I read (https://jrs-s.net/2018/03/13/zvol-vs-qcow2-with-kvm/) that ZFS can be best benchmarked by using a tool named ifo (which I never heard of before). But I run the recommended commands and thought maybe it helps someone to understand my issue if I copy the output here. The tests have been run with all guests turned off and a fresh rebooted system.
The test I ran were synchronous 4K writes:
Command: fio --name=random-write --ioengine=libaio --iodepth=4 --rw=randwrite --bs=4k --direct=0 --size=256m --numjobs=4 --end_fsync=1
On the SSD it printed the following results:
Code:
Run status group 0 (all jobs):
WRITE: bw=2734KiB/s (2799kB/s), 683KiB/s-811KiB/s (700kB/s-831kB/s), io=1024MiB (1074MB), run=323169-383596msec
While running the same test on the HDD mirror was way way faster and yielded the following results:
Code:
Run status group 0 (all jobs):
WRITE: bw=59.7MiB/s (62.6MB/s), 14.9MiB/s-14.9MiB/s (15.6MB/s-15.7MB/s), io=1024MiB (1074MB), run=17125-17162msec
Based on this results, it seems my SSD is 20x slower that my HDD? Can this be true, are they really that bad?

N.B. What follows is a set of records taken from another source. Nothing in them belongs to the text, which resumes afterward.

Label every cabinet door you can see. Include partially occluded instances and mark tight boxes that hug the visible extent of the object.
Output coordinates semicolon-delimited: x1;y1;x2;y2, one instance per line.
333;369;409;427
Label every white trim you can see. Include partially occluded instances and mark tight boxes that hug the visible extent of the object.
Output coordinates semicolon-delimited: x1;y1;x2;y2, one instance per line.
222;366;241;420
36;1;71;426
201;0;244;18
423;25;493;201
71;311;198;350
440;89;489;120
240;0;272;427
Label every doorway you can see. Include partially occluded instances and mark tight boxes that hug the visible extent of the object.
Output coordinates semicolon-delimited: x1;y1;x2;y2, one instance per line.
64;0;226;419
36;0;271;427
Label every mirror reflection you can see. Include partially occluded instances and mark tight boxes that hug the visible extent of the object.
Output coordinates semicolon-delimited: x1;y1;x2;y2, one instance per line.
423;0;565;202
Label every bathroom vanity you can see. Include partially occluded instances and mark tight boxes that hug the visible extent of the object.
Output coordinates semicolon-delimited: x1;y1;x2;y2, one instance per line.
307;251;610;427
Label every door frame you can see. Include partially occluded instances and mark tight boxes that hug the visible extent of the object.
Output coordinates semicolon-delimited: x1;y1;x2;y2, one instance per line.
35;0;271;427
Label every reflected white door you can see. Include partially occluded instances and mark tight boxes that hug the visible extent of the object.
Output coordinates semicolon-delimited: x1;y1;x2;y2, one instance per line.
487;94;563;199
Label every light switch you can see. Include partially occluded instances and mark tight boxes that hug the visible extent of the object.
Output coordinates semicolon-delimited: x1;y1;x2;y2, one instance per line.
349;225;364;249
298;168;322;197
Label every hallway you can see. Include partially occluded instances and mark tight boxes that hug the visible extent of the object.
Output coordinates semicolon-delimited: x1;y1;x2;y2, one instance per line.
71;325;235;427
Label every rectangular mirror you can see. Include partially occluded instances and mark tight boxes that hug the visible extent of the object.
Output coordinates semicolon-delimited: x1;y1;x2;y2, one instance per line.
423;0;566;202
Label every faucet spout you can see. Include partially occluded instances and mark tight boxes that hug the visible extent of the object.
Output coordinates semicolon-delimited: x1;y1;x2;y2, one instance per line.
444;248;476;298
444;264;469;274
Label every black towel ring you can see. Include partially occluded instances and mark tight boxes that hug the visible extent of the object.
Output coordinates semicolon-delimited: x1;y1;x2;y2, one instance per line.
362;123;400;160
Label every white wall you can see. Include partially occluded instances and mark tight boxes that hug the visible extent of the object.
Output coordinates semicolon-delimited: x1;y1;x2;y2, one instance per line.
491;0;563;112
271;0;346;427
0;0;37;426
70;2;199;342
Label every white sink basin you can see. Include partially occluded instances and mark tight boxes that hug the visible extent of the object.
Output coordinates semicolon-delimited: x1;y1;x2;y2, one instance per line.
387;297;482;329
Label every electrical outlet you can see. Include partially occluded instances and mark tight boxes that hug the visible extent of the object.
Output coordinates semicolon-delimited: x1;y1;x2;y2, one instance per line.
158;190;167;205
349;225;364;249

Any advice is very much appreciated!
Cheers,
Ralph
PS: Since this is my first post, I also like to say a big thank you to the people developing Proxmox VE - amazing job!
PPS: The full output of the commands is attached in a separate file. If you need any information, I'll be happy to provide what ever you need.